Alla fine del xix secolo, convivono due mondi opposti. Da un lato, l’opulenza e lo splendore. Dall’altro, i peggiori vizi dell’uomo: alcol, denaro e sesso. È su questo confine, nel cuore del famigerato Triangolo Nero, che una ricca famiglia cerca di affermarsi pretendendo di liberare la città dalla corruzione. Gli Stallworth, guidati con pugno di ferro dal loro patriarca, l’influente e implacabile giudice James Stallworth, coadiuvato dal figlio Edward, predicatore dai sermoni incendiari, e dal genero Duncan Phair, giovane avvocato dalla carriera promettente, hanno un piano impeccabile: estirpare il male annientando una famiglia di corrotti e criminali: gli Shanks. 




Ero molto tentata e allo stesso tempo spaventata da questa stampa, nonostante avessi scelto di non leggere nemmeno la trama.
Mi ero fatta trascinare dalla saga Blackwater, scritta molto bene ma dalla storia che, ahimè, iniziava benissimo per poi andare sempre più in noia e un finale che purtroppo mi ha deluso molto.

Quindi, visto che la penna di McDowell mi piaceva comunque, ho aspettato (decisamente poco) prima di vederlo comparire su Storytel e ho iniziato ad ascoltarlo, per farmene un idea: fosse stato deludente non ci avrei speso soldi, altrimenti sarebbe stato un affarone scoprire qualcosa di interessante.
Vi anticipo che l'ho acquistato una volta finito.
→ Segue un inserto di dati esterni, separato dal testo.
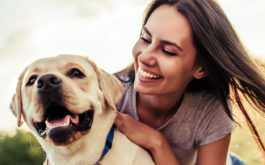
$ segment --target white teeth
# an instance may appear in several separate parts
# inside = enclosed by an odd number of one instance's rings
[[[139,69],[138,69],[138,72],[139,72],[143,77],[146,77],[146,78],[151,78],[151,79],[159,78],[158,75],[155,75],[155,74],[152,74],[152,73],[148,73],[148,72],[143,71],[142,68],[139,68]]]

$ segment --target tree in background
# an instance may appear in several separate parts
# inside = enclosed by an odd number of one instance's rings
[[[0,133],[0,164],[42,165],[44,160],[45,154],[31,133],[19,130],[14,136]]]

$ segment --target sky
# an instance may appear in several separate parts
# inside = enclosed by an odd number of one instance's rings
[[[88,56],[113,73],[127,66],[148,0],[0,0],[0,131],[16,128],[9,110],[19,74],[58,54]],[[265,1],[219,0],[250,54],[265,59]]]

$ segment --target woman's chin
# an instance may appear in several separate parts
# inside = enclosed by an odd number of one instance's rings
[[[136,82],[134,83],[134,90],[138,93],[145,95],[155,95],[156,93],[159,93],[157,92],[158,91],[157,87],[146,87]]]

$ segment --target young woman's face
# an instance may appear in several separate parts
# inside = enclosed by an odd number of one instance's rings
[[[133,48],[134,88],[143,94],[167,95],[184,92],[204,72],[195,65],[196,49],[188,20],[174,7],[155,9]]]

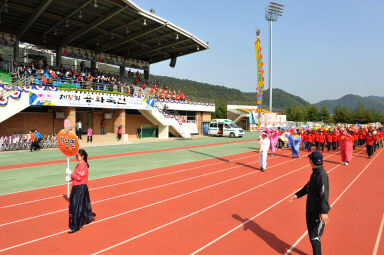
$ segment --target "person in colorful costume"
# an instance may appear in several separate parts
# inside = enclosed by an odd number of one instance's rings
[[[341,128],[340,131],[341,132],[338,135],[338,141],[339,141],[341,161],[342,161],[341,164],[347,166],[352,159],[352,151],[353,151],[352,136],[348,134],[347,131],[344,130],[344,128]]]
[[[268,138],[271,143],[271,154],[275,154],[277,141],[279,140],[279,133],[276,130],[267,129]]]
[[[286,133],[285,136],[288,138],[288,141],[291,144],[292,157],[299,158],[301,137],[298,134],[298,131],[296,130],[292,135]]]

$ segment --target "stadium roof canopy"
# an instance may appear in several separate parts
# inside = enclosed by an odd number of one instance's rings
[[[156,63],[207,43],[130,0],[3,0],[0,32],[47,49],[72,46]]]

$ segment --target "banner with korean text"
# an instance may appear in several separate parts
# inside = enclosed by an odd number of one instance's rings
[[[75,91],[38,91],[29,92],[29,104],[41,106],[73,106],[91,108],[151,109],[140,97],[116,94],[79,93]]]
[[[257,39],[255,42],[256,63],[257,63],[257,87],[256,87],[256,103],[257,103],[257,120],[260,126],[261,111],[263,109],[263,90],[264,90],[264,70],[263,70],[263,55],[261,54],[260,47],[260,31],[256,32]]]

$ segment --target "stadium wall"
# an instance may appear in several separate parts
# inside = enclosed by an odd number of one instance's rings
[[[56,113],[64,113],[64,118],[56,118]],[[69,119],[71,129],[75,130],[76,121],[80,113],[75,107],[67,106],[40,106],[26,109],[0,124],[0,136],[14,134],[28,134],[31,129],[38,129],[42,134],[57,134],[63,129],[64,119]],[[110,113],[111,119],[104,119],[104,114]],[[137,114],[126,113],[125,109],[98,109],[88,111],[91,117],[89,125],[92,126],[93,134],[101,134],[101,121],[104,119],[105,130],[107,133],[117,133],[120,125],[123,126],[123,134],[128,134],[128,138],[137,138],[137,130],[142,125],[153,125],[145,116],[139,112]],[[185,116],[187,119],[187,116]],[[210,112],[196,112],[196,126],[199,134],[203,134],[203,123],[211,121]],[[155,125],[154,125],[155,126]],[[83,121],[83,133],[86,133],[88,124]]]

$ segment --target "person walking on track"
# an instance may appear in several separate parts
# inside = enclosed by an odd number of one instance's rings
[[[312,175],[309,182],[291,196],[290,202],[307,195],[306,220],[308,235],[313,254],[321,255],[320,238],[325,224],[329,221],[329,181],[328,174],[323,168],[323,155],[319,151],[314,151],[308,157],[313,170]]]
[[[270,146],[270,141],[268,139],[268,133],[266,131],[263,131],[262,137],[259,139],[260,143],[260,149],[259,149],[259,163],[261,167],[261,171],[265,171],[267,168],[267,156],[268,156],[268,150]]]
[[[71,196],[69,198],[69,234],[72,234],[80,228],[90,223],[96,216],[92,212],[91,199],[88,191],[88,154],[80,149],[76,154],[76,160],[79,162],[72,172],[67,169],[67,182],[72,181]]]

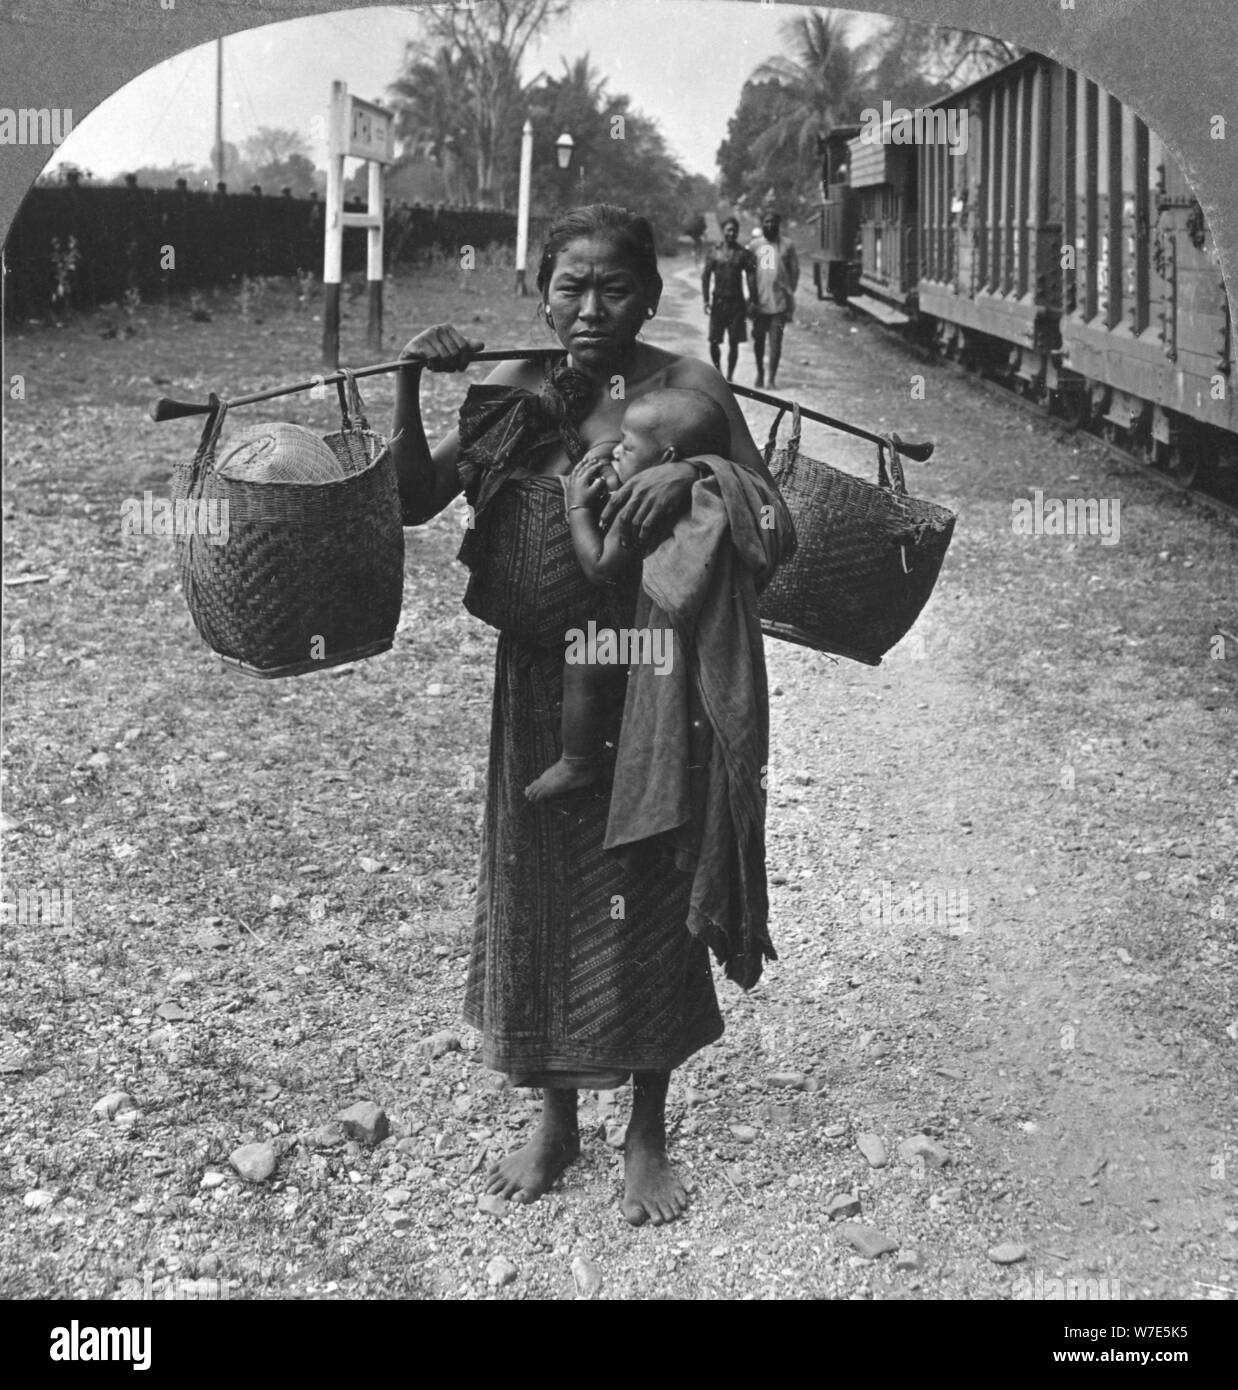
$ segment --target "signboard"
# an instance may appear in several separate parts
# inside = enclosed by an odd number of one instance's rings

La storia mi è piaciuta e, lo devo ammettere, sono stata vittima ancora del marketing. 
Vederlo vicino agli altri volumi dell'autore, con quello stile così particolare...ed il prezzo praticamente regalato se parliamo di un romanzo che si aggira sopra le 500 pagine (o almeno è così adesso...ma non divaghiamo!)

La trama parte raccontandoci un po', a frammenti, il capodanno 1882 a New York, spaccando la narrazione abilmente fra le principali classi sociali: ricchi e poveri. Si delinea già una differenza geografica e sociale molto ampia. 
Tutto questo per poi addentrarci a conoscere i protagonisti di questa vicenda. 
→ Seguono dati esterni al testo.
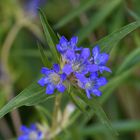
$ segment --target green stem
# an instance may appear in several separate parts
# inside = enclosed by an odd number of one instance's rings
[[[57,95],[55,98],[55,104],[54,104],[54,112],[53,112],[53,119],[52,119],[52,131],[55,131],[58,126],[58,113],[60,109],[60,103],[61,103],[61,94]]]

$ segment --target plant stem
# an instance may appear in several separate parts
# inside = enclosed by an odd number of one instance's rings
[[[54,104],[54,112],[53,112],[53,119],[52,119],[52,131],[55,131],[58,126],[58,113],[60,109],[60,103],[61,103],[61,94],[57,95],[55,98],[55,104]]]

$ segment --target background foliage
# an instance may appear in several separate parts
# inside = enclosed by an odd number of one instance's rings
[[[0,1],[0,108],[40,77],[40,68],[44,65],[40,52],[42,56],[45,53],[50,64],[57,62],[55,50],[52,49],[53,55],[49,50],[49,46],[53,47],[57,42],[56,39],[54,41],[49,25],[44,24],[42,16],[39,18],[38,15],[33,16],[30,11],[25,11],[25,5],[23,0]],[[56,139],[139,140],[140,1],[47,0],[42,8],[45,11],[44,17],[47,17],[55,33],[67,38],[78,35],[79,45],[92,49],[95,44],[99,44],[103,51],[110,53],[108,66],[113,71],[111,75],[105,73],[109,83],[102,88],[103,96],[98,100],[119,136],[112,137],[98,122],[98,117],[94,116],[96,110],[85,110],[86,105],[80,100],[71,116],[70,125]],[[43,28],[46,28],[45,35],[41,22]],[[48,36],[53,38],[52,42]],[[43,48],[38,49],[37,42]],[[19,135],[21,122],[29,125],[43,121],[42,116],[45,116],[50,124],[54,96],[46,100],[48,96],[42,93],[44,89],[32,84],[0,111],[2,117],[11,109],[22,106],[0,120],[0,139],[7,140]],[[74,100],[74,94],[72,97]],[[62,110],[69,99],[65,93],[62,97]],[[89,106],[95,107],[95,102],[89,101]],[[97,112],[100,110],[95,109]]]

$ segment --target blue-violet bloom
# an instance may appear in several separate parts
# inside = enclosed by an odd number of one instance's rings
[[[89,62],[90,50],[83,48],[81,53],[75,53],[73,50],[67,51],[67,63],[63,67],[63,72],[67,75],[71,73],[87,74],[88,72],[95,72],[98,66]]]
[[[41,73],[45,76],[38,81],[41,86],[47,86],[46,93],[53,94],[57,89],[59,92],[65,91],[63,81],[66,79],[66,74],[60,74],[60,66],[58,64],[53,65],[53,69],[43,67]]]
[[[100,48],[95,46],[92,50],[93,57],[91,62],[98,66],[98,70],[103,73],[103,71],[111,72],[110,68],[106,65],[109,55],[107,53],[100,53]]]
[[[43,140],[43,133],[35,124],[32,124],[29,128],[23,125],[21,131],[22,135],[18,137],[18,140]]]
[[[86,91],[88,98],[91,98],[91,94],[101,96],[102,92],[99,88],[107,84],[106,78],[98,77],[97,72],[91,73],[88,78],[83,74],[77,74],[76,77],[78,79],[78,85]]]
[[[68,41],[64,36],[60,38],[59,44],[56,45],[58,52],[62,56],[62,60],[65,60],[68,54],[68,50],[80,51],[82,47],[77,47],[78,37],[73,36],[70,41]]]

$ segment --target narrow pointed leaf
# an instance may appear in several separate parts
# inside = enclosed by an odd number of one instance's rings
[[[41,44],[39,42],[37,43],[37,45],[38,45],[38,49],[40,51],[41,59],[42,59],[44,66],[50,68],[51,62],[48,60],[47,55],[45,54],[45,51],[43,50],[43,47],[41,46]]]
[[[112,0],[99,9],[99,11],[89,19],[89,24],[81,28],[76,34],[79,37],[79,43],[81,43],[87,36],[99,27],[103,21],[112,13],[117,6],[121,3],[121,0]]]
[[[58,44],[58,38],[56,36],[56,34],[54,33],[53,29],[51,28],[51,26],[49,25],[45,14],[42,12],[41,9],[39,9],[39,15],[40,15],[40,20],[44,29],[44,34],[47,40],[47,43],[50,47],[50,50],[55,58],[56,62],[59,62],[59,55],[58,52],[56,50],[56,44]]]
[[[128,70],[133,67],[133,65],[136,65],[137,63],[140,63],[140,48],[135,49],[132,53],[130,53],[123,63],[120,65],[118,70],[116,71],[116,75],[120,74],[121,72]]]
[[[60,21],[55,25],[55,28],[58,29],[66,25],[73,18],[79,16],[82,12],[90,9],[95,4],[95,2],[96,0],[88,0],[82,2],[78,7],[72,9],[66,16],[64,16],[64,18],[60,19]]]
[[[140,131],[140,121],[139,120],[112,122],[112,126],[115,130],[117,130],[121,133]],[[82,135],[95,135],[97,133],[100,134],[104,131],[105,131],[105,129],[102,125],[94,124],[92,126],[82,128],[80,130],[80,133]]]
[[[111,123],[110,123],[108,117],[106,116],[104,110],[102,109],[101,105],[98,103],[98,100],[95,97],[93,97],[92,99],[89,100],[85,94],[83,94],[81,92],[77,92],[77,93],[78,93],[78,96],[83,101],[85,101],[85,103],[87,103],[91,109],[94,110],[94,112],[97,115],[97,117],[99,118],[99,120],[110,130],[113,137],[115,135],[118,135],[117,132],[112,128]]]
[[[123,39],[125,36],[127,36],[129,33],[134,31],[140,27],[140,21],[132,22],[122,28],[120,28],[118,31],[113,32],[109,34],[108,36],[104,37],[103,39],[97,41],[95,45],[99,45],[101,47],[101,50],[103,52],[109,53],[111,49],[117,45],[117,43]]]
[[[77,106],[77,108],[79,108],[79,110],[81,110],[82,112],[86,112],[86,104],[81,100],[78,99],[78,97],[73,93],[69,93],[72,101],[74,102],[74,104]]]
[[[32,106],[52,98],[54,95],[45,94],[45,88],[40,87],[37,82],[34,82],[20,94],[9,101],[2,109],[0,109],[0,118],[4,115],[21,106]]]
Inizialmente (come al solito mi capita) ho faticato molto nel distinguere e collocare le tante figure che appaiono e descritte in modo dinamico, senza fare diventare un elenco la loro presentazione Infatti per molti dovremo aspettare un attimino per scoprirne il passato, i legami familiari, e quindi aver più chiaro in mente l'albero genealogico.
Ma ci concentriamo su due famiglie: Stallworth e Shanks. 
Ovviamente agli antipodi.

Gli Stallworth fanno parte dell'aristocrazia e vantano una reputazione immacolata, con un giudice come capofamiglia, il genero avvocato che segue le orme paterne e il figlio pastore. Dal giudice parte l'idea di ripulire il Triangolo Nero, ovvero una delle zone più malfamate e pericolose della città. Non per bontà, ma per spazzare via quella gente, ritenuta indecente, e per fare una sorta di pubblicità alla famiglia, soprattutto al genero, cosicché possa assicurargli occasioni politiche di carriera molto proficue.
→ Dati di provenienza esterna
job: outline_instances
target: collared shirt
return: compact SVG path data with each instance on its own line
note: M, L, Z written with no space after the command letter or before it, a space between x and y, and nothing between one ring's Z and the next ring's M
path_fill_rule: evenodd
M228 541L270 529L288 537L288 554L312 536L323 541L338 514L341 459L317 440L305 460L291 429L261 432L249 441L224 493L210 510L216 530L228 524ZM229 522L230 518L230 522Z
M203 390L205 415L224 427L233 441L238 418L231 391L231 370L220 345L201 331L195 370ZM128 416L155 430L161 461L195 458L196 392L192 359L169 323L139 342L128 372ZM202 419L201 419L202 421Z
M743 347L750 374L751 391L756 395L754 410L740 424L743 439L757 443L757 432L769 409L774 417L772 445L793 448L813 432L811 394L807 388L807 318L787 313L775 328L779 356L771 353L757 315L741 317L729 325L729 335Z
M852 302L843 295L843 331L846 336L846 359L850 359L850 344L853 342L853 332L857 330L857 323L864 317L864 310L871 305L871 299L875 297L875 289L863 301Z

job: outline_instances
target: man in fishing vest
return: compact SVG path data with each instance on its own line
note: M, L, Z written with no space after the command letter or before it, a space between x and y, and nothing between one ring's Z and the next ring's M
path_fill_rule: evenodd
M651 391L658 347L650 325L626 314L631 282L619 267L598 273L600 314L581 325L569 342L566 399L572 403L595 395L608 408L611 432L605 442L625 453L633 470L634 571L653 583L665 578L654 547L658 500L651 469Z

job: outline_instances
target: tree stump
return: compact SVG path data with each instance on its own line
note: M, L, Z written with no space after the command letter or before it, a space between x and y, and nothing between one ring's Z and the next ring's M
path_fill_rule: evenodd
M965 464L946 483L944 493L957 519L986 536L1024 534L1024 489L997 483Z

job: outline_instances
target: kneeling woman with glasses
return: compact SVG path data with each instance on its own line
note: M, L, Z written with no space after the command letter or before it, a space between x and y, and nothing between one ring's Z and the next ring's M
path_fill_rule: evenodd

Dall'altra parte abbiamo le Shanks. Parlo al femminile perché si tratta principalmente di donne che hanno saputo creare la propria fortuna e una buona reputazione in quel luogo poco raccomandabile.
La capostipite è Lena, conosciuta come Black Lena, un immigrata tedesca che ha già avuto a che fare con gli Stallworth e non lo ha scordato. Gestisce una sorta di banco dei pegni, copertura per la ricettazione, ma pagando sempre il giusto si è fatta clienti fedeli ed affidabili, ed un nome rispettato da quella comunità. Ma non solo per questa ragione, sa sistemare gli affari non solo tramite il denaro. 
Altra figura importante, e che verrà presa di mira per il suo aiuto alle donne della zona, è una delle figlie di Lena, che si occupa di aborti in modo decisamente migliore rispetto a certi macellai in cui potrebbero finire queste poverette. Decotti o, alla peggio, operazioni che purtroppo non sempre riescono, ma c'è un rimedio a tutto. Non dimentichiamo dove vivono.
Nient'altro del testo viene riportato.